Alice's death had an emotional effect both in Britain and Hesse. The Times wrote: "The humblest of people felt that they had the kinship of nature with a Princess who was the model of family virtue as a daughter, a sister, a wife and a mother...Her abundant sympathies sought for objects of help in the great unknown waste of human distress". The Illustrated London News wrote that the "lesson of the late Princess's life is as noble as it is obvious. Moral worth is far more important than high position". The death was also heavily felt by the royal family, especially by Alice's brother and sister-in-law, the Prince and Princess of Wales. The Princess of Wales, upon meeting the Queen after Alice's death, exclaimed "I wish I had died instead of her". The Prince, meanwhile, wrote to the Earl of Granville that Alice "was my favourite sister. So good, so kind, so clever! We had gone through so much together..."

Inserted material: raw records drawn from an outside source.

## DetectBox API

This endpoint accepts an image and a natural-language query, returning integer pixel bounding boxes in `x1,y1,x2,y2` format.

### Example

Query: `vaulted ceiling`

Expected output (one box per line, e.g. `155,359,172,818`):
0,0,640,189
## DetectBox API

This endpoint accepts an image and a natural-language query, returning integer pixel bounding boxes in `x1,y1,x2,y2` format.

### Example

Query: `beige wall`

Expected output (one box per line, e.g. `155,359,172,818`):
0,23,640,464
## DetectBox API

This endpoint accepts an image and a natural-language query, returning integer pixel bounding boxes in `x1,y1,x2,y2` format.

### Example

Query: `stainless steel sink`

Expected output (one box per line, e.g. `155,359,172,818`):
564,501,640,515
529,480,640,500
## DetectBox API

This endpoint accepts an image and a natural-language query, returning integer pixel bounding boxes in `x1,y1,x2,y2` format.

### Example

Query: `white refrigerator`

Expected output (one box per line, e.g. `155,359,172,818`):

Queen Victoria, shocked by grief, wrote to her daughter Princess Victoria: "My precious child, who stood by me and upheld me seventeen years ago on the same day taken, and by such an awful and fearful disease...She had darling Papa's nature, and much of his self-sacrificing character and fearless and entire devotion to duty!" The animosity that Victoria had towards Alice was no longer present. Princess Victoria expressed her grief to her mother in a 39-page letter, and deeply mourned Alice, the sister to whom she was closest. However, both she and her husband were forbidden from attending the funeral by the Emperor of Germany, who was worried about their safety.

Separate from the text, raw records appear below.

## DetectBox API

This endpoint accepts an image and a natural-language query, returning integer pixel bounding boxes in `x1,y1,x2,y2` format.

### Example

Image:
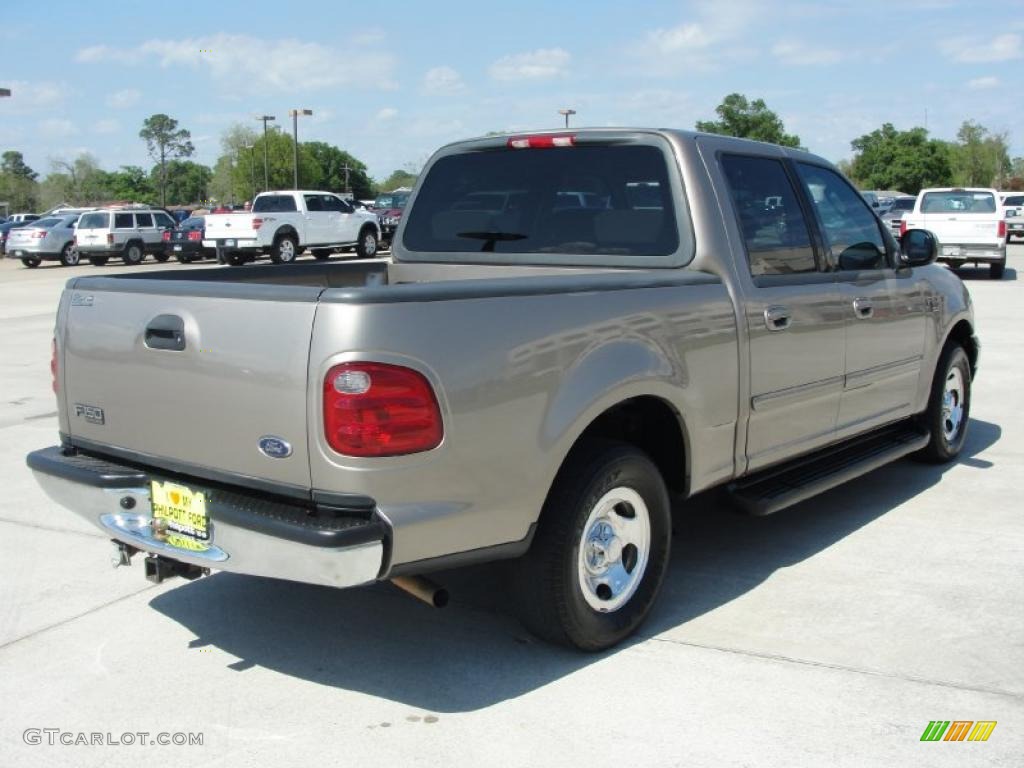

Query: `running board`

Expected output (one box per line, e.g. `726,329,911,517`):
727,422,930,515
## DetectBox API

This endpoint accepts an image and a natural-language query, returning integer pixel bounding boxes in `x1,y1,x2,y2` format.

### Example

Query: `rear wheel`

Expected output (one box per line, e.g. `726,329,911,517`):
514,440,672,650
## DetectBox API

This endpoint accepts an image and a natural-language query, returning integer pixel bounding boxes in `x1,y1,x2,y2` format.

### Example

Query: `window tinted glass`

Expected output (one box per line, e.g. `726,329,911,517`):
78,213,111,229
722,155,817,275
797,163,887,270
253,195,297,213
403,145,679,256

Alice's descendants went on to play significant roles in world history. Her fourth daughter, Alix, married Tsar Nicholas II of Russia; Alix passed her mother's gene for haemophilia on to her son, the crown prince Tsarevich Alexei. Alix, her husband, and her children were shot and killed by the Bolsheviks after the Russian Revolution of 1917. Similarly, Alice's second daughter, Elizabeth, who married Grand Duke Sergei of Russia, was murdered in 1918. Alice's grandson, Louis Mountbatten, was the last Viceroy of India, and her great-grandson, Prince Philip of Greece and Denmark, married Queen Elizabeth II.

The Alice Hospital, which she founded in Darmstadt, treated the city's sick and wounded. The organisation continued to flourish long after Alice's death, and in 1953, her grandson Louis gave a lecture on the hospital. He spoke highly of Alice, for whom "the point of departure always remained a human being who was ill and needed help, and his needs in war and peace. At his side stood the person willing to give help, wishing to ameliorate his needs and for this purpose could make use of an organisation which was becoming more and more streamlined." Among Alice's other establishments were the Alice Society for Women's Training and Industry, for the purpose of educating women, and the Princess Alice Women's Guild, where nurses were trained. These organisations were especially active and important during the Austro-Prussian war, but the time Alice dedicated to them annoyed her husband, who saw them as consuming his wife's time at his expense.